Among the 94 participants tested, 47 (50%) reported a breathing rate of 7 breaths per minute or less, 49 (52.1%) stopped breathing for a significant period of time, and 2 (2.1%) experienced an overdose event that required oxygen, ventilation, or naloxone treatment.
The app is also capable of tracking a person’s breathing from up to 3 feet away, meaning overdosing people may not need to have their phone on their person during an event to receive help.
Sunshine said the app uses 2 precursors to assess overdoses: a person’s stopped breathing, and their breathing rate dropping to 7 breaths per minute or less.
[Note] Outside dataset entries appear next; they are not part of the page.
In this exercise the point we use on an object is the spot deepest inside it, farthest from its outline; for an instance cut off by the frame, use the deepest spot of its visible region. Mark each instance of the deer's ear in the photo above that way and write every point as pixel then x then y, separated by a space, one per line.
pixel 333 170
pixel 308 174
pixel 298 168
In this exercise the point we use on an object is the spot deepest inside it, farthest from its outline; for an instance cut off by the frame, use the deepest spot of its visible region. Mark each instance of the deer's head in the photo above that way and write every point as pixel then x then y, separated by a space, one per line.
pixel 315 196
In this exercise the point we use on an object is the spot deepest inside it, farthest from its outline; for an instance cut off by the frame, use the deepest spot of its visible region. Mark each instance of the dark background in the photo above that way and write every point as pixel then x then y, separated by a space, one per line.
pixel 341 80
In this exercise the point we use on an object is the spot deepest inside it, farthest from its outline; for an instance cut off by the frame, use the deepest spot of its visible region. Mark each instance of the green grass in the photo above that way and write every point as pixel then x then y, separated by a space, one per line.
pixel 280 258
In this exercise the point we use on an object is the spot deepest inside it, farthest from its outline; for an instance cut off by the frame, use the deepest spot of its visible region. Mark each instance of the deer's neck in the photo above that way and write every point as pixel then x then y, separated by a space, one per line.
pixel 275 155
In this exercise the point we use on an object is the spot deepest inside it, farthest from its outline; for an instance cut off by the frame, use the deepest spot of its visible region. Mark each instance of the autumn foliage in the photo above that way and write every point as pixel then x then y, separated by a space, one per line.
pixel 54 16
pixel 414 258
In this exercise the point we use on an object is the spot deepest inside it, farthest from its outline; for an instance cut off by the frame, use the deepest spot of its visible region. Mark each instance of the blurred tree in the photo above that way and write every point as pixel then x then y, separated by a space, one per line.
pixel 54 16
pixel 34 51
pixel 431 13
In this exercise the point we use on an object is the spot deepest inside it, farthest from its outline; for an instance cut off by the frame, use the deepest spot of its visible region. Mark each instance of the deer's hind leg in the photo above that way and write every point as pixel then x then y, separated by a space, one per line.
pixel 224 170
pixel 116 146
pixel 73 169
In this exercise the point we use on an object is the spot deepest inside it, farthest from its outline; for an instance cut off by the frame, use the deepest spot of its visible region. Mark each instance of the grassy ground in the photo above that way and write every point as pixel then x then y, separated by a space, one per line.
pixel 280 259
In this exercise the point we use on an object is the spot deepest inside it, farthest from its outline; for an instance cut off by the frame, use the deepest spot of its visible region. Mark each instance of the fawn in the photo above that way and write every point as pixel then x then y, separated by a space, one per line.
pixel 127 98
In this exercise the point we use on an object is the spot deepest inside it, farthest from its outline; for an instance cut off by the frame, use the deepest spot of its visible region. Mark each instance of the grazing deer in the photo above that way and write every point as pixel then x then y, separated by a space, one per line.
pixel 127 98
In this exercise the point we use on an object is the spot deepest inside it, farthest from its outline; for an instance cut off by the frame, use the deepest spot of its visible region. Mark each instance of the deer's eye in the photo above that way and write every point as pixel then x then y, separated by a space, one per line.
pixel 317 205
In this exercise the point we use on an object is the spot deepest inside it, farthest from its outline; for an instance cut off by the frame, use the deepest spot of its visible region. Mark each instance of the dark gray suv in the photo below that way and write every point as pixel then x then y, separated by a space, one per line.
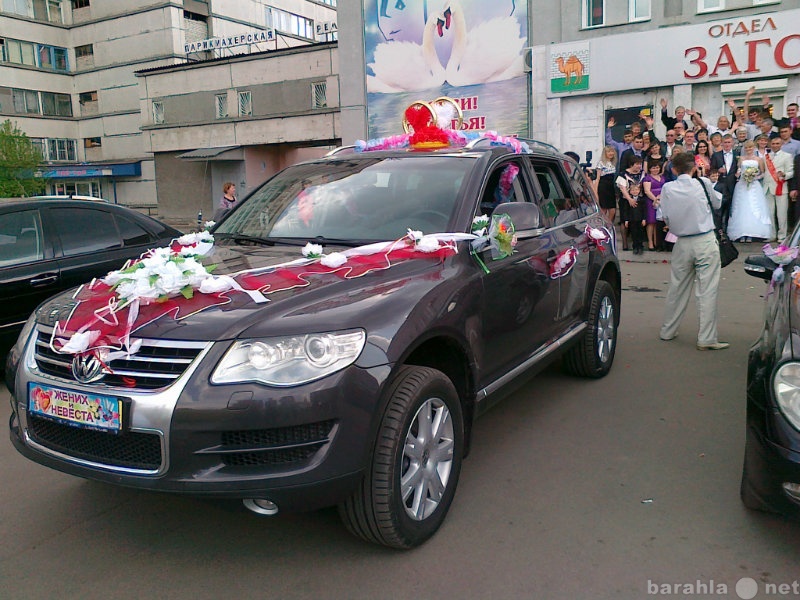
pixel 364 309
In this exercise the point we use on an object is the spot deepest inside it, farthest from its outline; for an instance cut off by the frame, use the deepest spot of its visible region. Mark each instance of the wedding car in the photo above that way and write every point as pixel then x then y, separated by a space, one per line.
pixel 771 471
pixel 363 309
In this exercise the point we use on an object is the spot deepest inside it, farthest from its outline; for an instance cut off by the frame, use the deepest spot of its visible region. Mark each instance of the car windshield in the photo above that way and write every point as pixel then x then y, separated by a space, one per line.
pixel 353 200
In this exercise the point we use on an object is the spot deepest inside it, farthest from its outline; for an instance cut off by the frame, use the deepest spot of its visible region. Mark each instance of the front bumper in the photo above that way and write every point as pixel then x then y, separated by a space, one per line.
pixel 303 448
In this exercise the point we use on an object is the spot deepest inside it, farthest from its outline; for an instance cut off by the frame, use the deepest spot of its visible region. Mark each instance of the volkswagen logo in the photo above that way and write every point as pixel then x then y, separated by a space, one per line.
pixel 87 368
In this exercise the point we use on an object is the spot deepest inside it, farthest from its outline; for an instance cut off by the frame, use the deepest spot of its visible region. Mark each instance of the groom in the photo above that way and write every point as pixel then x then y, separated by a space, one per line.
pixel 780 168
pixel 725 162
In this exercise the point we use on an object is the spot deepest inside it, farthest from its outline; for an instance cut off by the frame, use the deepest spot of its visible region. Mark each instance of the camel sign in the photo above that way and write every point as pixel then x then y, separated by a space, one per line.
pixel 569 68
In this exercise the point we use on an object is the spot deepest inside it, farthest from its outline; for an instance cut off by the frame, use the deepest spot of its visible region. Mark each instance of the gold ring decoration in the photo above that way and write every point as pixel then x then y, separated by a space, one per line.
pixel 407 127
pixel 441 104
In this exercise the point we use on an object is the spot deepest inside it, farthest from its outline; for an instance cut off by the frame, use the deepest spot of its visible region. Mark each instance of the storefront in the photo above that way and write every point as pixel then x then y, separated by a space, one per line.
pixel 698 66
pixel 96 180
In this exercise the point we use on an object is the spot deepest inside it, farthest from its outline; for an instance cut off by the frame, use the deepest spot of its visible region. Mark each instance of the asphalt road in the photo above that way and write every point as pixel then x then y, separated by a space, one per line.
pixel 574 489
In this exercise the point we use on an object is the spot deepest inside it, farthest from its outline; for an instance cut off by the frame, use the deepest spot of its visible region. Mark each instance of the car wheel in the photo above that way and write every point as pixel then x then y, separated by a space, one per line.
pixel 412 479
pixel 593 355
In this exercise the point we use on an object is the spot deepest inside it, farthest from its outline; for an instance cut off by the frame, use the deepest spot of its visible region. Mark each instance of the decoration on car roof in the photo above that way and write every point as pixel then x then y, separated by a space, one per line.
pixel 781 255
pixel 434 125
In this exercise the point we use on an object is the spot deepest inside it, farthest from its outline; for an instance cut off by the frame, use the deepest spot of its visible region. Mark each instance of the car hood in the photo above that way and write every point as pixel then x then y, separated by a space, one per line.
pixel 316 302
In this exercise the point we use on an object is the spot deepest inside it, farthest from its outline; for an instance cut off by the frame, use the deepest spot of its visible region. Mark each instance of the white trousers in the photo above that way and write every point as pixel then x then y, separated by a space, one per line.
pixel 778 207
pixel 693 258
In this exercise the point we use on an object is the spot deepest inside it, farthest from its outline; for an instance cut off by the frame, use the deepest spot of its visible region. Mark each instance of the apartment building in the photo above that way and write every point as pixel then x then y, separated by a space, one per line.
pixel 583 61
pixel 67 75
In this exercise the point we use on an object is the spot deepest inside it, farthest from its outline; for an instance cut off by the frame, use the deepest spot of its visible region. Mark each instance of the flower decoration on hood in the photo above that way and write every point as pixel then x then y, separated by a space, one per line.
pixel 781 255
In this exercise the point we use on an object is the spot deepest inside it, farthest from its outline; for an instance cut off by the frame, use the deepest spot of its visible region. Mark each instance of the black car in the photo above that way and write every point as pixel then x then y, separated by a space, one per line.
pixel 382 300
pixel 771 471
pixel 47 246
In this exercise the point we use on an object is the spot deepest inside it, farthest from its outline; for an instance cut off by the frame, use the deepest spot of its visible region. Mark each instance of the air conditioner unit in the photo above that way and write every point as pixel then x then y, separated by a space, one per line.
pixel 527 59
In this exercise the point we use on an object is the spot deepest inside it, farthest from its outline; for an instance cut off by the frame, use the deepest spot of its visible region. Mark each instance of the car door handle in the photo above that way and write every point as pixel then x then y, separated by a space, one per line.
pixel 45 280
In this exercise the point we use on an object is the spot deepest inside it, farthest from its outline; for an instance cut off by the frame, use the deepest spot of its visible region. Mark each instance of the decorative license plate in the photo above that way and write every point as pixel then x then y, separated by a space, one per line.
pixel 79 409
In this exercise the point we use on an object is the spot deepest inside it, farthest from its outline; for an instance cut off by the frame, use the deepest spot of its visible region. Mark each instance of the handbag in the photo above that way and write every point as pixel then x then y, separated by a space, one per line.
pixel 727 250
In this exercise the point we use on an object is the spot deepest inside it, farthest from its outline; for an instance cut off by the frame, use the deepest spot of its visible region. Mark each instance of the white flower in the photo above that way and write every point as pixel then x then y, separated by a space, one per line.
pixel 414 235
pixel 215 285
pixel 80 342
pixel 312 250
pixel 334 260
pixel 427 244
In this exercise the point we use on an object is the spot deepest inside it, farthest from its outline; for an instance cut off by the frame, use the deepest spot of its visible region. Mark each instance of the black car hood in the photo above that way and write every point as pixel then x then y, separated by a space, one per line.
pixel 325 302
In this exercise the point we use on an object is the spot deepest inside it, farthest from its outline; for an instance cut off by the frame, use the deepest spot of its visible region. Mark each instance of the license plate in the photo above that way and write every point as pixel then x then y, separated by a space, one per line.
pixel 78 409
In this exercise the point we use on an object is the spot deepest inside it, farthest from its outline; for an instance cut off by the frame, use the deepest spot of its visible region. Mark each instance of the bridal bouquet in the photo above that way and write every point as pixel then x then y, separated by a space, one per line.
pixel 750 174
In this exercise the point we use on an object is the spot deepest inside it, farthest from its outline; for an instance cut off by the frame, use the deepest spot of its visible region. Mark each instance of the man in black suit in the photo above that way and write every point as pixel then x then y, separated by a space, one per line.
pixel 725 162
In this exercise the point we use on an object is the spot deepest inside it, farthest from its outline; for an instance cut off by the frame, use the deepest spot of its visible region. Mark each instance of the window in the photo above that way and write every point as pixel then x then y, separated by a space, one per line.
pixel 245 104
pixel 319 96
pixel 594 13
pixel 21 239
pixel 26 101
pixel 52 57
pixel 638 10
pixel 61 150
pixel 22 53
pixel 132 234
pixel 59 105
pixel 84 56
pixel 158 112
pixel 72 224
pixel 286 22
pixel 221 105
pixel 19 7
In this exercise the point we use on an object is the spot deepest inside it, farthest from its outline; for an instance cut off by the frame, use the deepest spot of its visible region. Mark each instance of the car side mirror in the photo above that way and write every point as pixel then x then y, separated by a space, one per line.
pixel 524 215
pixel 759 266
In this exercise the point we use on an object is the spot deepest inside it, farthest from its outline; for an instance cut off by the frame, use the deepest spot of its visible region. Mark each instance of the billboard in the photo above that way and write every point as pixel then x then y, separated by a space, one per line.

He explained to MD Magazine® that legislative and clinical responses to overdoses due to the opioid epidemic have improved how patients are identified and how they are treated.
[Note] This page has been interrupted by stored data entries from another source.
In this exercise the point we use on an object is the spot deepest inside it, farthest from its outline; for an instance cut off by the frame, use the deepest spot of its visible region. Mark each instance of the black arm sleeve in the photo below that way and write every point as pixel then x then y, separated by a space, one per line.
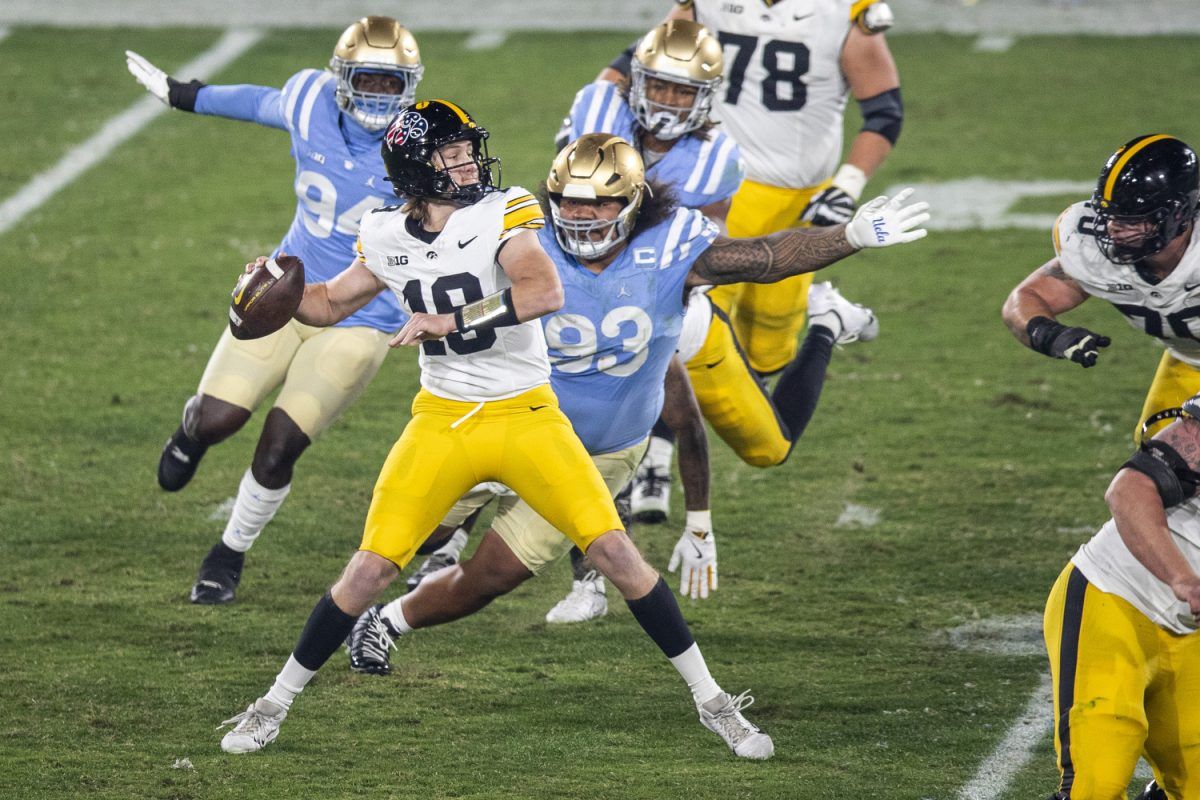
pixel 183 95
pixel 883 114
pixel 1171 475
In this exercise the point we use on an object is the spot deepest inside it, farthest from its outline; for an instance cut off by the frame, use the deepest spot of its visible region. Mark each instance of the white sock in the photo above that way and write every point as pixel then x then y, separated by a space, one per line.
pixel 658 455
pixel 394 614
pixel 289 683
pixel 454 545
pixel 691 666
pixel 252 510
What’s been lacking is aide between these 2 events: when overdoses occur in identified at-risk persons, in unmonitored places.
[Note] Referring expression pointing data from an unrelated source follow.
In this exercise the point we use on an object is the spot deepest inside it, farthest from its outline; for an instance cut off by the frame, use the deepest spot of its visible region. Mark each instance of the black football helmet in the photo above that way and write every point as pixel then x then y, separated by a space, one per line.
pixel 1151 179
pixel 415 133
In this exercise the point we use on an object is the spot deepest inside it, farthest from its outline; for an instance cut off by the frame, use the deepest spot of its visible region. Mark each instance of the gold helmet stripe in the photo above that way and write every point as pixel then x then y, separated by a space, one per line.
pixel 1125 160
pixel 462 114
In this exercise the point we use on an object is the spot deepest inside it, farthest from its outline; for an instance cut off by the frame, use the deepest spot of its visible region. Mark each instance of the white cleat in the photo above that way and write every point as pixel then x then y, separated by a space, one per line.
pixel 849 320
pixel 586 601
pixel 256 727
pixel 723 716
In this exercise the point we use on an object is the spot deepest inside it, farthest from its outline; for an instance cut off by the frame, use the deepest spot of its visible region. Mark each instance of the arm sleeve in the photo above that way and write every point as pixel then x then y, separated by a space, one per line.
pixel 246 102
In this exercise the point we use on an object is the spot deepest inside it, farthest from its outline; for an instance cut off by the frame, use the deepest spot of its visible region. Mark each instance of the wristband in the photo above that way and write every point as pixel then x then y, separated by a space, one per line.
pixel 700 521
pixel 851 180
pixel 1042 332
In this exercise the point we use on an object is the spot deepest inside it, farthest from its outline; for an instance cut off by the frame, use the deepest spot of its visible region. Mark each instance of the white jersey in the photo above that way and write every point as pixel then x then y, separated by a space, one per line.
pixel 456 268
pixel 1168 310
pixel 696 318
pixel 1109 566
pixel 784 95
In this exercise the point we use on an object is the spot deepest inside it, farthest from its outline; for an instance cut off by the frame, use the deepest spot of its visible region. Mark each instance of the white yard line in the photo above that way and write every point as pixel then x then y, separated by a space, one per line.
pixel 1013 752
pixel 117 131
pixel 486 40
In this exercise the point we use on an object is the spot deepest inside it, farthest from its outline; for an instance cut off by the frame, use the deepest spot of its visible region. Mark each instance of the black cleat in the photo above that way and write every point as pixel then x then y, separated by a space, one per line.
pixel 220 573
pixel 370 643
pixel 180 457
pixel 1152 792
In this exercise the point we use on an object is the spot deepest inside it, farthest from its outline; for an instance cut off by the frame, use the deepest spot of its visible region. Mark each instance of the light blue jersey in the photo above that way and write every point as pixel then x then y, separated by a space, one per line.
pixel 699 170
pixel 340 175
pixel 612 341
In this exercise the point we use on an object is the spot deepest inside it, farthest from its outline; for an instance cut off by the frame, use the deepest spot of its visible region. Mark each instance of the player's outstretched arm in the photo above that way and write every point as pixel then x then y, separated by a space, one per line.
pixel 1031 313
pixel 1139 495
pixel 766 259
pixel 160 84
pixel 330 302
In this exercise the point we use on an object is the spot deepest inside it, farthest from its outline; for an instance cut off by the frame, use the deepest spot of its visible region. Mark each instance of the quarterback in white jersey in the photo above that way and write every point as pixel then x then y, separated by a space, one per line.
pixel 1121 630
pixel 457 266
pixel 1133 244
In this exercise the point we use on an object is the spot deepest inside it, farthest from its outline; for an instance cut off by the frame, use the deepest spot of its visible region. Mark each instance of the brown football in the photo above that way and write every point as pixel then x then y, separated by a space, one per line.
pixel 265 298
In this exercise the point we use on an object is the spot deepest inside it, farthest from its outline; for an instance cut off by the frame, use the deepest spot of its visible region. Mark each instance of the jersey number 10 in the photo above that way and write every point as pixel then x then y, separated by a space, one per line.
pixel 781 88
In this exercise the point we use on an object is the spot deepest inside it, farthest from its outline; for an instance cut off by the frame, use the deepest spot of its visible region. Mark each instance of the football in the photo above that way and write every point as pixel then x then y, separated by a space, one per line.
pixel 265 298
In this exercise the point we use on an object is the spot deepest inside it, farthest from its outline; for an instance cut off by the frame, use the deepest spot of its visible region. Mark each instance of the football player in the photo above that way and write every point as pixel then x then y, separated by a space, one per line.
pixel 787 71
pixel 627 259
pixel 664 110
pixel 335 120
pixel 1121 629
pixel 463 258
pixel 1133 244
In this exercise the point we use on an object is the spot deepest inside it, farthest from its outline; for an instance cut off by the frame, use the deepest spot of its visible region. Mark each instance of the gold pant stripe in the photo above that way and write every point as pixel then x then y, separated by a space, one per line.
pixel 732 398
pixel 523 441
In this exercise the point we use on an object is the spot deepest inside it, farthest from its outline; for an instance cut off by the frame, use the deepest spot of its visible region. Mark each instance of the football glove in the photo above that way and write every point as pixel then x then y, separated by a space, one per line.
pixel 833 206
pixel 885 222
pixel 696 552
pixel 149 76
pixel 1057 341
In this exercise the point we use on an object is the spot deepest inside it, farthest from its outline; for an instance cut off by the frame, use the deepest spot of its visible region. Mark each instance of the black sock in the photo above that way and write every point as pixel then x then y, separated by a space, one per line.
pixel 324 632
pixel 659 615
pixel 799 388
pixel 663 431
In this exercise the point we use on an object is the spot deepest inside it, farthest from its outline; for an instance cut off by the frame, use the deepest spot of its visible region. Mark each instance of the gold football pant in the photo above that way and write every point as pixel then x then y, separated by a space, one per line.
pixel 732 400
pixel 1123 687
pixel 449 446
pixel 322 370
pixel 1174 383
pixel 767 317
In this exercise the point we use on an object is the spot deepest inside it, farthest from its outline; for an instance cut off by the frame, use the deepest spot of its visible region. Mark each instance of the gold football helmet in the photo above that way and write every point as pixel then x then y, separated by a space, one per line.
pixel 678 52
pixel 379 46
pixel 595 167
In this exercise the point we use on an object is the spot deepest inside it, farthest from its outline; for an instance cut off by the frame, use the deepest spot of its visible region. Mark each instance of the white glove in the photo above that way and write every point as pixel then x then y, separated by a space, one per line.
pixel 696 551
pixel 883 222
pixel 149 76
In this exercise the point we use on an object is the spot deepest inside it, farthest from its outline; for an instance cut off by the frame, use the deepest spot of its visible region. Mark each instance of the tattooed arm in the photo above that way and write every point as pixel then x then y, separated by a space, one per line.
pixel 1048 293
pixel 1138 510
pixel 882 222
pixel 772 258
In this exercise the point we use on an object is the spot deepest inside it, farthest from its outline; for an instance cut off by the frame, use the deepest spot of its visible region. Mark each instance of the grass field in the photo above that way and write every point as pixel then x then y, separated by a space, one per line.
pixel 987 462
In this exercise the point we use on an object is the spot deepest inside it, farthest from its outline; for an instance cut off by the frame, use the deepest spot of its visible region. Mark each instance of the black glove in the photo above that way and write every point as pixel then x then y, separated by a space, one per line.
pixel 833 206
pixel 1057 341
“The big challenge with the opioid epidemic is people experiencing overdoses in unwitnessed environments, leading them to die,” Sunshine said. “We know how to identify the problem and how to treat it, but the problem has been connecting those 2 in a timely fashion.”
Sunshine pointed to the FDA’s advisory panel voting in favor last month to recommend a co-prescription of naloxone with opioids on the latter therapy’s labels. The decision was intended to at least incite dialogue between physicians and patients about the addictive and overdosing risks associated with painkiller medicine.
In Sunshine’s vision, the Second Chance app would serve as a second co-prescription with opioids.
“This technology applies to any of those people prescribed opioids, or any of their friends or family members,” he said.
Sunshine noted the effects of the opioid epidemic on his own region of Washington state is similar to that seen throughout the country: a mixture of addiction patients mixing drugs with fentanyl for a high, as well as chronic pain patients succumbing to the additive effects of their prescribed therapy. His team’s app would service these 2 groups slightly differently.
“For the former group, want to add functionality that connects patients with medication-assisted therapy, naloxone, counseling, additional help,” he said. “For those who may not have a primary care physician, we want to have a way that connects them to health services. This could be something of interest for extremely at-risk populations, including pregnant women with opioid use disorder (OUD).”
Care providers would be able to refer patients with OUD or a prescription to opioid pain therapy to the app, in the event of an overdose—regardless of the patients’ intent of drug use. Sunshine noted its common for patients with chronic pain taking a prescribed rate of opioid therapy accidentally triggering overdose symptoms when adding sleep therapy to their regimen.
The team is currently in the process of compiling its application for an FDA 510(k) clearance, and Sunshine added their efforts are ensuring the technology is “rigorously evaluated” prior to vying for marketing.